Any sort of CUDA-specific syntax, such as global, device, constant, etc. must be in a file processed by nvcc, to be useful. These things can be in a “standard” .h file, assuming that file only gets included in files processed by nvcc. But if you include such a file in a .cpp file, you’re asking for trouble. Because of this, some folks in the project organization create .cuh files, to designate a header file that should be included only in files processed by nvcc, since it contains (presumably) CUDA specific syntax.
In retrospect, it does make sense, but it leads to less coherent code, since now my class lives in .h/.cpp files in 98% and the rest was moved to the main .cu file to avoid creating separate set of header files.
I did not find any reference to this fact anywhere in documentation from NVidia - did I miss it?
Correct, and the fact that function implementations to be executed in the kernel must be part of the .cu file, even though they belong to a separate class.
Put it differently, an example of a class that has functions that can be executed on device and host alike would be helpful. There are plenty of people out there learning CUDA and helping people avoiding pitfalls is critical to the success of this platform. Some caveats have non-trivial solutions, and require digging through fora, since they are listed / mentioned in documentation in any way
file suffixes and the compiler default behavior associated with them are covered in the nvcc manual:
that is default behavior, it can be modified, there are documented switches in that manual to do so.
I’m not sure about the rest of what you are suggesting, for example this:
“function implementations to be executed in the kernel must be part of the .cu file”

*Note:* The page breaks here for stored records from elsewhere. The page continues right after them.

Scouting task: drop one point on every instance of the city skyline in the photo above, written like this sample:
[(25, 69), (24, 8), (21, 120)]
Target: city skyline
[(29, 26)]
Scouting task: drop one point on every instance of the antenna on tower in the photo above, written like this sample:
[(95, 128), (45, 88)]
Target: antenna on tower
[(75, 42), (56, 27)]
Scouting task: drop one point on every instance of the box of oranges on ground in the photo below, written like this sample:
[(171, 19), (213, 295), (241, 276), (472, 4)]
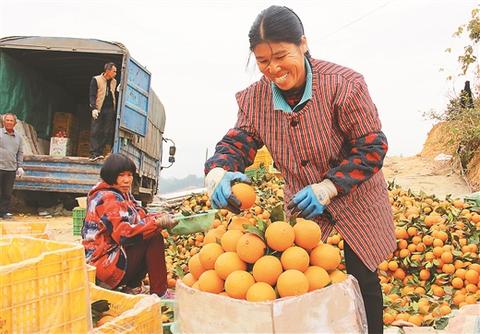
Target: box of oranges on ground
[(126, 313), (269, 278)]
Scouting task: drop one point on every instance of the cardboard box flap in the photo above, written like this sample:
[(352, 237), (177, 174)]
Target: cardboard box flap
[(337, 308)]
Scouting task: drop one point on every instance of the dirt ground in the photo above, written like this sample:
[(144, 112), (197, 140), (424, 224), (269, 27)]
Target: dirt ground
[(416, 173)]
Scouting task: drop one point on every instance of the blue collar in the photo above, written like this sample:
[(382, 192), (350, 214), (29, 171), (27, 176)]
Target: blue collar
[(279, 102)]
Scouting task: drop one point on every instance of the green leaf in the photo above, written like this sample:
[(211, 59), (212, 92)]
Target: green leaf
[(178, 271), (277, 213)]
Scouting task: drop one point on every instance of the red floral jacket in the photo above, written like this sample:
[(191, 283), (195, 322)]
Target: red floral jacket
[(113, 221)]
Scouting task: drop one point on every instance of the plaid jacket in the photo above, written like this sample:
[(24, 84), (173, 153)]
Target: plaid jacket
[(113, 222), (336, 135)]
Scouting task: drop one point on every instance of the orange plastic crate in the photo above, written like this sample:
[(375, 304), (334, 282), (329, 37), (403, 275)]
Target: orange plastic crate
[(133, 313), (11, 228)]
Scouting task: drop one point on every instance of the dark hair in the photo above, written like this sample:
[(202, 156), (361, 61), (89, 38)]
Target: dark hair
[(276, 24), (108, 66), (114, 165)]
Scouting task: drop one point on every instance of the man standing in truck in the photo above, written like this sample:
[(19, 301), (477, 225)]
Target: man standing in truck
[(11, 160), (102, 105)]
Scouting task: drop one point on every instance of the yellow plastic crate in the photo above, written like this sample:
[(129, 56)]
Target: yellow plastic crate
[(43, 287), (22, 228), (92, 273), (133, 313)]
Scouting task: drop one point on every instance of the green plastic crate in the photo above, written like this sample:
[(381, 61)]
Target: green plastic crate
[(78, 215), (201, 222)]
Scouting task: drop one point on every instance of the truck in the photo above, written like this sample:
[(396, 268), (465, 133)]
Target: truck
[(44, 79)]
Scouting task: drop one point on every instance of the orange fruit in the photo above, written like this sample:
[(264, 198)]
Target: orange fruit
[(267, 269), (238, 283), (383, 266), (245, 194), (292, 282), (260, 292), (457, 283), (399, 274), (424, 274), (213, 235), (209, 254), (392, 265), (415, 319), (458, 298), (188, 279), (280, 235), (325, 256), (195, 266), (471, 276), (438, 291), (445, 309), (307, 233), (229, 240), (317, 277), (388, 318), (337, 276), (209, 281), (295, 258), (250, 248), (104, 319), (227, 263)]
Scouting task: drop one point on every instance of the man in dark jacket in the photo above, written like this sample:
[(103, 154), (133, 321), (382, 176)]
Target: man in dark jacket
[(102, 105), (11, 160)]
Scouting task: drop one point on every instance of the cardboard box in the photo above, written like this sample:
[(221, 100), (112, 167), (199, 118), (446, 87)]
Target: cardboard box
[(337, 308), (60, 146)]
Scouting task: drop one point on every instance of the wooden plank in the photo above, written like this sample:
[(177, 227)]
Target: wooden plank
[(59, 169), (55, 180), (49, 158)]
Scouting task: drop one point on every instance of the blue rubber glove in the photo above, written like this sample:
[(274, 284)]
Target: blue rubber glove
[(219, 187), (311, 201)]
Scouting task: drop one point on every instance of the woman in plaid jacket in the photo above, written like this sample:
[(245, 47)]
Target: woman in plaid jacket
[(319, 123), (121, 240)]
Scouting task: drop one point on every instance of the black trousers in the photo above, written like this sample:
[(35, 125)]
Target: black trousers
[(370, 288), (102, 130), (7, 178)]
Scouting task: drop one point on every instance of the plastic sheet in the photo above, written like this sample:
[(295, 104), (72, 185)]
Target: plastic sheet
[(43, 287), (337, 308), (132, 313)]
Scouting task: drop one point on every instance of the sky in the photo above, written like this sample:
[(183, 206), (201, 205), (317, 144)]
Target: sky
[(198, 52)]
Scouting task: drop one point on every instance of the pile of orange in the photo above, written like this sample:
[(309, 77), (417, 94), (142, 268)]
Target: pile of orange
[(435, 268), (283, 261)]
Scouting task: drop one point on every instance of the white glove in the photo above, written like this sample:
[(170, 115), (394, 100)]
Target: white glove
[(95, 113), (20, 172), (324, 191)]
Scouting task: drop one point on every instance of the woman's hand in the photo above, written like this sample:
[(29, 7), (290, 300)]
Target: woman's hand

Isn’t that just a restatement of the previous point? Assuming default behavior, device code (code that you want to execute on the device, decorated either with device or global) must be defined in a .cu file (or stated differently, must be processed by nvcc).
regarding this:
“an example of a class that has functions that can be executed on device and host alike would be helpful.”
functions that can be executed both on the host and the device are those functions that are decorated with hostdevice
It’s easy to have class member functions that are decorated that way, and the implementation can be defined anywhere, just as you would expect for an ordinary class, except that where ever you defined the implementation, that file has to be processed by nvcc (normally, it would in or included in a .cu file).
There are plenty of examples of such functions and classes in the CUDA sample codes, if you care to look.
You have to add the CUDA CUBLAS library to your VS project.
You also have to add the CUBLAS device library to your project.
You also need to adjust your project to compile for an architecture which supports device cublas, which is cc3.5 or higher.
For the above items, the simplest instruction is probably just to study a cuda sample code project which fits this description, such as simpleDevLibCUBLAS. Note that the device-callable CUBLAS capability is deprecated and/or removed in newer CUDA versions, so you won’t be able to maintain that code using the latest CUBLAS versions.